Mihálik boasted that the move has now catapulted the Slovak Republic ahead of its eastern European neighbours in its conformity with EU regulations. "The Slovak customs office now has the same conditions as does the EU. We are more in line with EU legislation than Poland, Hungary, and the Czech Republic. We implement rules quicker than they do," he said.

The move has drawn a positive response from the American Embassy. Mark Bocchetti, the Economic - Commercial Officer at the US embassy in Bratislava, said that the move would benefit not only the business community, but the citizens of Slovakia as well. "By cutting down on unnecessary paperwork, [the government has made] it easier and cheaper to ship low-value items into Slovakia. This benefits the business community, both Slovak and foreign," he said.

Bocchetti also noted that "less paperwork also frees up valuable staff time at the customs office, allowing them to concentrate their efforts on more important issues, such as preventing the shipment of narcotics or other illicit items. This benefits the citizens of Slovakia. For these two reasons, the measure is significant."

DHL general manager Robert Paterson was also pleased by the move and had high praise for the decision. "This is a very significant change," he said. "Everything that they said they were going to do, they have done. This puts Slovakia ahead of any other eastern European country, including Hungary and the Czech Republic."

Reacting to criticism

The move came after heavy scrutiny of Slovak import restrictions and certification policies by the international community in recent months.

Peter Mihók, president of the Slovak Chamber of Commerce, warned in December that confusing import standards had created a negative image of the country. "Investors do not know what new restrictions may be introduced. This is not a good business card for a country," he said.

DHL's Paterson had also criticised the previous Slovak import value limit of $1. "To my knowledge, Slovakia has the lowest value limit in the world," he complained before Christmas.

The move has already had a measurable effect on DHL's business. "The new value limit has effectively reduced our workload by 40%," said Paterson, adding that as a result, DHL had decided to begin shipping directly into Bratislava's M.R. Štefánik International Airport instead of relying on Vienna's larger Schwechat International Airport.

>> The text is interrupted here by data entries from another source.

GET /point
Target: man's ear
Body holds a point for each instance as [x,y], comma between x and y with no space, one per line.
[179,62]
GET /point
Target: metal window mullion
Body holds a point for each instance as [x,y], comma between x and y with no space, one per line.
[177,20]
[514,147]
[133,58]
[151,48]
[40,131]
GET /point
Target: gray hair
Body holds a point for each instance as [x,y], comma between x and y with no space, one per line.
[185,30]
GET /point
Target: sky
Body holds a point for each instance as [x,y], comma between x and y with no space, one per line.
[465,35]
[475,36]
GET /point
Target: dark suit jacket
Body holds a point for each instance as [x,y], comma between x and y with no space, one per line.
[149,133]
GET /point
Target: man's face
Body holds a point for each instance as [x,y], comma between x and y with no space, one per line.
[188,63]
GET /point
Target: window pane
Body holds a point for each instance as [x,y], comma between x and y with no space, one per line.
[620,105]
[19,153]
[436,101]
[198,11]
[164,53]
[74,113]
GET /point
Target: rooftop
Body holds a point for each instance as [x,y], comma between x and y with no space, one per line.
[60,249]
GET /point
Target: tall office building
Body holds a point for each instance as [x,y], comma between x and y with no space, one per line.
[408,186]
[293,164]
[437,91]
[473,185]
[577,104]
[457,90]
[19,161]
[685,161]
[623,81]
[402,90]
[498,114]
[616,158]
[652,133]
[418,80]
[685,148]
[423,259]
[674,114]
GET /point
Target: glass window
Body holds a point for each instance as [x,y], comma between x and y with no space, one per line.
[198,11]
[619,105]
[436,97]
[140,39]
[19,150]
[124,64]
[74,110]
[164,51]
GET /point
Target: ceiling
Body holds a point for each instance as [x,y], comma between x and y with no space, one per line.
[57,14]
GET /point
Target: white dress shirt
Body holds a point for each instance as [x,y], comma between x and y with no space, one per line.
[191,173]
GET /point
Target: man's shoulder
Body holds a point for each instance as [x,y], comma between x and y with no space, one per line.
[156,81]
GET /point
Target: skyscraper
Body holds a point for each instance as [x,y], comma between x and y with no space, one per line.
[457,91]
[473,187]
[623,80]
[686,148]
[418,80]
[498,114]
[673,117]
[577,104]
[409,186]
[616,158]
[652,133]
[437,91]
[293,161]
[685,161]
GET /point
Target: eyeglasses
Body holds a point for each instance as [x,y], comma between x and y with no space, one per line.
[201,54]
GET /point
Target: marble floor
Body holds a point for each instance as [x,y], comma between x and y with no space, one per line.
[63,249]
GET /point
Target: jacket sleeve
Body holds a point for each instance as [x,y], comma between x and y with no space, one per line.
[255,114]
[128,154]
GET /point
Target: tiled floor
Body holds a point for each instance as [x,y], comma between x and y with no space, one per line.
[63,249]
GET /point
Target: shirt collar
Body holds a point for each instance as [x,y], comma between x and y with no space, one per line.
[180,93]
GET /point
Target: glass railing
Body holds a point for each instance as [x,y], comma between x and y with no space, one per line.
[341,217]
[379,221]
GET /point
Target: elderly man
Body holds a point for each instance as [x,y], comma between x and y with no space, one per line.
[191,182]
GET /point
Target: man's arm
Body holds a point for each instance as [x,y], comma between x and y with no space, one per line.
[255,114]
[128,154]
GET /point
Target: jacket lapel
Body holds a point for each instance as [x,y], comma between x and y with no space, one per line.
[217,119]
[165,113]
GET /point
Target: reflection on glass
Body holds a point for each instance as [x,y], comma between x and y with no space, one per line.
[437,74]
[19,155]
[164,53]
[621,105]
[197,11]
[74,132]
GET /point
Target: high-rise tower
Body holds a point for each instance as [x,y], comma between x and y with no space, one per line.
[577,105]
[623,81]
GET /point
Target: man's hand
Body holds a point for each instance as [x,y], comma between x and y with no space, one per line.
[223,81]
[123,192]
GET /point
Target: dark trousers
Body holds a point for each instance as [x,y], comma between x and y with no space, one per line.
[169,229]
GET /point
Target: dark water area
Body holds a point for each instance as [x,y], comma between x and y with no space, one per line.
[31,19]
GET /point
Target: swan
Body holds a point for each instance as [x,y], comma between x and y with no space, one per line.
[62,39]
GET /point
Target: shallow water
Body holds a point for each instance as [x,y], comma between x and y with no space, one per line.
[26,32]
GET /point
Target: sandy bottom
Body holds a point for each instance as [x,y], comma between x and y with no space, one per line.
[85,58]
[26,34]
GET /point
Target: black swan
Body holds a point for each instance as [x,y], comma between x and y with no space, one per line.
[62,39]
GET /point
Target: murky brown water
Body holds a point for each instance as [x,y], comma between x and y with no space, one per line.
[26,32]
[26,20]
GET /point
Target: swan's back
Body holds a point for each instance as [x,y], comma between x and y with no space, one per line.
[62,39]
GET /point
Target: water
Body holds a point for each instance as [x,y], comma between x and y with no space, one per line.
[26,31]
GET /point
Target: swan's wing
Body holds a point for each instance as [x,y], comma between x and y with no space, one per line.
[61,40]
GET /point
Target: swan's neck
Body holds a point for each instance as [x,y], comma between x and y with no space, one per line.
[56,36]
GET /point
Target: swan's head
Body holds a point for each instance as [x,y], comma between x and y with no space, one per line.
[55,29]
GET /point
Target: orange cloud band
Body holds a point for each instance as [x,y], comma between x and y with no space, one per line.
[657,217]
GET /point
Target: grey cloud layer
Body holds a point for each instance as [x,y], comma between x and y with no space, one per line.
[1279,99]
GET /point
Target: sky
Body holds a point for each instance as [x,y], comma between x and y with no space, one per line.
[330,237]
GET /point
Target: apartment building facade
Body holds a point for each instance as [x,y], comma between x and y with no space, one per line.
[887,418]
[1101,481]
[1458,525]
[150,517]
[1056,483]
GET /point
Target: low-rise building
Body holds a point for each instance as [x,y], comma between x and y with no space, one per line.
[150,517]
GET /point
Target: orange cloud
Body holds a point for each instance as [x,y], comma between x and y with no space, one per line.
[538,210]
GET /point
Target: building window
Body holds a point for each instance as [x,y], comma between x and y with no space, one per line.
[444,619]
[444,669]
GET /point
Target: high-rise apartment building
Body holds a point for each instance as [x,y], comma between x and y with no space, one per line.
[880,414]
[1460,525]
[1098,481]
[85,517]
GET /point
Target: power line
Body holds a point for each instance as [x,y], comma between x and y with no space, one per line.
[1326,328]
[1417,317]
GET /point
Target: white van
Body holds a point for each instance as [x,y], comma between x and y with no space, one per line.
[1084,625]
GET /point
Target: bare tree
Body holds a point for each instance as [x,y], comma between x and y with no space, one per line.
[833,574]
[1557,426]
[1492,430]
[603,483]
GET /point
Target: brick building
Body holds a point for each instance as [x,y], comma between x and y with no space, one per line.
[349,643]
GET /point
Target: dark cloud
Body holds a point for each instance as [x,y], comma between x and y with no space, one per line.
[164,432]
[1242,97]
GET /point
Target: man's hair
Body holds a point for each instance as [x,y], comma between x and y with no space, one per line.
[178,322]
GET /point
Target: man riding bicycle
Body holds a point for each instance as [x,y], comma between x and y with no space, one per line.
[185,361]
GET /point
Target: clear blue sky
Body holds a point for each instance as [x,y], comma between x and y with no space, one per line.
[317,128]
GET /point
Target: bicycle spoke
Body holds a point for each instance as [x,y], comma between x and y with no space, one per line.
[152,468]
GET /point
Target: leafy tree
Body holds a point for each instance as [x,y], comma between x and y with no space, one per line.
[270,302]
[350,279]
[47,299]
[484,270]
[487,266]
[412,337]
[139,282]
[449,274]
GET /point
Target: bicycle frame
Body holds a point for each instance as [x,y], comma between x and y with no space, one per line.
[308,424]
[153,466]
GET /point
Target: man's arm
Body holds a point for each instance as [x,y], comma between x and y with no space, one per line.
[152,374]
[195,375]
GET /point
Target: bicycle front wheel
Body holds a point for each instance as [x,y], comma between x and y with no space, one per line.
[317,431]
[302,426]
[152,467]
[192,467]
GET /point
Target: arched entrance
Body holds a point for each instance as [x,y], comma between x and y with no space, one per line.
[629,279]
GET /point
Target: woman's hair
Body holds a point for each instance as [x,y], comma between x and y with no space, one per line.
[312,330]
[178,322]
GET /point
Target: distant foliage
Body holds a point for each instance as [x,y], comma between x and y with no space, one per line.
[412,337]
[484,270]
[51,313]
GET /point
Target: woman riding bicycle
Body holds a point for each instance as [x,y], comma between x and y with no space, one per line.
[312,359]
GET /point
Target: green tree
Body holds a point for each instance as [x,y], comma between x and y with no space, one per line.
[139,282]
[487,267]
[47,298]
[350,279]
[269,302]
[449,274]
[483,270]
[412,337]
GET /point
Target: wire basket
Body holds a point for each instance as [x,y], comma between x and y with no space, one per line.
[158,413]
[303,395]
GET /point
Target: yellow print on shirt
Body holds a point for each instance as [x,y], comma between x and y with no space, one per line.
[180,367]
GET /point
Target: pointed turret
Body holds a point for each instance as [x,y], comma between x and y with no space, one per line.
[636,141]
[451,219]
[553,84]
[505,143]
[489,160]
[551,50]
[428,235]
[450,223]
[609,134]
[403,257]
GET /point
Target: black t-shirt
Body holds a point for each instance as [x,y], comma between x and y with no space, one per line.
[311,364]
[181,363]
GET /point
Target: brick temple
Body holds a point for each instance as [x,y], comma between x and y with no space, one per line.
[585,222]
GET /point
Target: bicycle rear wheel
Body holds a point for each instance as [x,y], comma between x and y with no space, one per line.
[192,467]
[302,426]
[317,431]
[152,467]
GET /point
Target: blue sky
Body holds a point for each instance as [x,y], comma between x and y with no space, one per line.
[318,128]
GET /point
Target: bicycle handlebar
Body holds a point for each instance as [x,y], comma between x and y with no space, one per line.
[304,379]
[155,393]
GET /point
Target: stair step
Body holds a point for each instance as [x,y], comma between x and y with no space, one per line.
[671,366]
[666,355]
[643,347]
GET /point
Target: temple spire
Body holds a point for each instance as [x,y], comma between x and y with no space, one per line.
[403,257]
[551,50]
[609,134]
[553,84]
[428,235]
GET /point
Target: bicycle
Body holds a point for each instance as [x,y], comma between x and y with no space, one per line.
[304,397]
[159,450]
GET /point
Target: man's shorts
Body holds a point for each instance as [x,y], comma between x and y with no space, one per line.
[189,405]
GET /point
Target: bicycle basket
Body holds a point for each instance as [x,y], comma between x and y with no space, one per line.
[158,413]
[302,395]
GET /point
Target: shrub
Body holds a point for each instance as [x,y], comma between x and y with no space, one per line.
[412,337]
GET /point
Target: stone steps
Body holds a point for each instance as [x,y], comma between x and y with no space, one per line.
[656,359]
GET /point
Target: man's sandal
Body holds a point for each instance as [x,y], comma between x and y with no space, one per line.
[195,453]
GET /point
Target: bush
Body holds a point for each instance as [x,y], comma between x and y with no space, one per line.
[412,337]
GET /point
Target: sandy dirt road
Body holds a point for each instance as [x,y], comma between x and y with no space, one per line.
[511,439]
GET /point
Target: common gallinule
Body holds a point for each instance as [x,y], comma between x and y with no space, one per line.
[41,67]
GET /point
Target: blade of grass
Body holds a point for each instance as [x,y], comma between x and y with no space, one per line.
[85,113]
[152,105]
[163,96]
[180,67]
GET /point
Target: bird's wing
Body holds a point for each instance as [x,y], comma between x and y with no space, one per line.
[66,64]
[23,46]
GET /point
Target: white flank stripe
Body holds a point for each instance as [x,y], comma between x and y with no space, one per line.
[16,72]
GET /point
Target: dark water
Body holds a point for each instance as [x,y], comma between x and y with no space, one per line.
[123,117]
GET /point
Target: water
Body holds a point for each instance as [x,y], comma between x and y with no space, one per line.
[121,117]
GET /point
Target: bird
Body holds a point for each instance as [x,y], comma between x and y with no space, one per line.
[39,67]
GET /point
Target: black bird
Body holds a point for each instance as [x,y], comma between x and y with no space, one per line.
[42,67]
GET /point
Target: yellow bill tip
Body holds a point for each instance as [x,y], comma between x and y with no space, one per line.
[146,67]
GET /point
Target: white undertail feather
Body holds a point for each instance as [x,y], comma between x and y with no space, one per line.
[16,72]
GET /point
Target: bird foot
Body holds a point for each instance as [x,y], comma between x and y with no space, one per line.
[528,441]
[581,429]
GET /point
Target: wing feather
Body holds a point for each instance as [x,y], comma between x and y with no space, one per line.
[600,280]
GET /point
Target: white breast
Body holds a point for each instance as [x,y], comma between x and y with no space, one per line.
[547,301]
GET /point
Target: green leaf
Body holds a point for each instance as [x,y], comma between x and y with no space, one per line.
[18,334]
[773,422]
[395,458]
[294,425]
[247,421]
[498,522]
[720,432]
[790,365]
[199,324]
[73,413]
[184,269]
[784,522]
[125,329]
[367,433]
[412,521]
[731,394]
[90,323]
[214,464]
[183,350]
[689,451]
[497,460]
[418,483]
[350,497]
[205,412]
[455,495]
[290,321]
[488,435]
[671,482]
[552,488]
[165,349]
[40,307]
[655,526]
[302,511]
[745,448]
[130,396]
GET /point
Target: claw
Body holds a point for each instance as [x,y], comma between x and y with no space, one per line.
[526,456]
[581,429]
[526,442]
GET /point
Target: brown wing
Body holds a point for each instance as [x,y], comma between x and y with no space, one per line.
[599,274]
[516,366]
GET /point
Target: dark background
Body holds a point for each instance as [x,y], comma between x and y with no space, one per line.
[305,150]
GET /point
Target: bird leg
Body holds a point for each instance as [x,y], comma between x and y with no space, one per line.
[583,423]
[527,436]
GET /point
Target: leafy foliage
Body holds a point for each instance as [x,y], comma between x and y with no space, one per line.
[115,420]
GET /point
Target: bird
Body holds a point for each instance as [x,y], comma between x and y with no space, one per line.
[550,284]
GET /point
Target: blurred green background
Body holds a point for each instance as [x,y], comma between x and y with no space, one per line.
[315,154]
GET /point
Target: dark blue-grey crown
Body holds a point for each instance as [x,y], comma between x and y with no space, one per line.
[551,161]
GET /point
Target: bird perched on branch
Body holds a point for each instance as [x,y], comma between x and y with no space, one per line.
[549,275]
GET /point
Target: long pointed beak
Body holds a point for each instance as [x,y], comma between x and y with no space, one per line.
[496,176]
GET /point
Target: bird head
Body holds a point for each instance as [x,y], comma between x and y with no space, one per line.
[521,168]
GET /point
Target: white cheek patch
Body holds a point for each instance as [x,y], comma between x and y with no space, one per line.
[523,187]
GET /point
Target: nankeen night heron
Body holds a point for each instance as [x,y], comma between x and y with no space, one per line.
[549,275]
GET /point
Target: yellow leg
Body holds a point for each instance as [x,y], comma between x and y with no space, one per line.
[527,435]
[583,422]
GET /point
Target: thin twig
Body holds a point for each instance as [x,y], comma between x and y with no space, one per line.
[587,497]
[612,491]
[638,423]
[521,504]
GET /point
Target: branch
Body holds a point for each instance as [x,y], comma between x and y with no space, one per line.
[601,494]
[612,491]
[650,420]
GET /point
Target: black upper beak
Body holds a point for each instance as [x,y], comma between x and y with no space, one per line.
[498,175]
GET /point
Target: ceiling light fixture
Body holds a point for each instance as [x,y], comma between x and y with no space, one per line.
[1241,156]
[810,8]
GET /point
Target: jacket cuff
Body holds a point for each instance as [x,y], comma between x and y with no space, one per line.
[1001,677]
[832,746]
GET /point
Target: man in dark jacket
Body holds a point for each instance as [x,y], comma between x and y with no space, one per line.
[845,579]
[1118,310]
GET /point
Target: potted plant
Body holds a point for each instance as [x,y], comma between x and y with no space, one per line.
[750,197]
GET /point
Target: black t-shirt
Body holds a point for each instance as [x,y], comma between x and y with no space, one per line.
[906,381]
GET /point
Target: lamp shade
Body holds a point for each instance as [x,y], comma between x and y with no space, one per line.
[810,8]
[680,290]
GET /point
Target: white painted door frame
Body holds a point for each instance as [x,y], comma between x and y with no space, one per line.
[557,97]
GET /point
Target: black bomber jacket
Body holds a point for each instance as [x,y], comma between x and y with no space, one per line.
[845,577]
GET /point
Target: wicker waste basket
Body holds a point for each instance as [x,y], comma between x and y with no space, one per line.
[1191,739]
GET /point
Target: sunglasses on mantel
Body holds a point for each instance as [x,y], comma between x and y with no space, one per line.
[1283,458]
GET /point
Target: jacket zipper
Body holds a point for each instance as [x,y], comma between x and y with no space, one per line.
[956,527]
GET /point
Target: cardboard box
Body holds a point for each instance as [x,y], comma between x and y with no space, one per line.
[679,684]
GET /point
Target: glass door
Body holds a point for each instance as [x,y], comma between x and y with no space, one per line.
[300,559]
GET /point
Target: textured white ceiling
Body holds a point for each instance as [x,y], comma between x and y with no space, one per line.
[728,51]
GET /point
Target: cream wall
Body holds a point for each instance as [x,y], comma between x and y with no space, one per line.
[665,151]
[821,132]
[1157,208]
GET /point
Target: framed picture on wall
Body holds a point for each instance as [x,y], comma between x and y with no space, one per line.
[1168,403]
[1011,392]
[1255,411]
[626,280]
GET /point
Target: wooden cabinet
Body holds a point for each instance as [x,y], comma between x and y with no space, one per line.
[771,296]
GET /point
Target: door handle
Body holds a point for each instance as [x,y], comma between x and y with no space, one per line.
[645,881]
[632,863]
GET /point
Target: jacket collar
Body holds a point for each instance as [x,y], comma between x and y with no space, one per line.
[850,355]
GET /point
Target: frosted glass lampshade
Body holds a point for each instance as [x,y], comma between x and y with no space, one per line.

"I am 90-95% sure that we will now fly directly into Bratislava. It will be a very significant investment. If we could, we'd start next week, but it will start by the end of this year without a doubt," he effused.

As for the effect that the move will have on foreign investment, opinions are divided. Paterson stated simply that "when you fix [problems with] imports, exports will increase." Bocchetti, on the other hand, responded more conservatively. "This improvement is not likely to have an immediate, direct impact on foreign investment."

However, Bocchetti conceded that "it does improve the business climate, and an improved business climate in the end will generate more foreign investment."

The certification hurdle

Now that the value limit has been raised, Slovakia's byzantine import certification procedures are next on the agenda.

Conceived as a means of controlling the flood of import-export companies that arrived following the end of communism in 1989, import certificates now represent a serious nuisance to importers who say the safety and quality of their goods have already been vouched for by international certification agencies.

Criticism of the certification procedures has come from many quarters, including diplomatic. U.S. Ambassador to Slovakia Ralph Johnson, during a speech to the American Chamber of Commerce on October 19, 1998, called import restrictions "a non-tariff barrier and an open invitation to corruption."

"The next move is the removal of excessive certification," agreed Paterson, claiming he felt optimistic that the change would come. "I have a strong suspicion that it will happen."

But Mihálik said that progress had so far been slow. "We would be glad to get rid of excessive certification," he said, "but the Ministry of Finance must make the legislative changes. We have asked them to omit the certification, but their response was negative."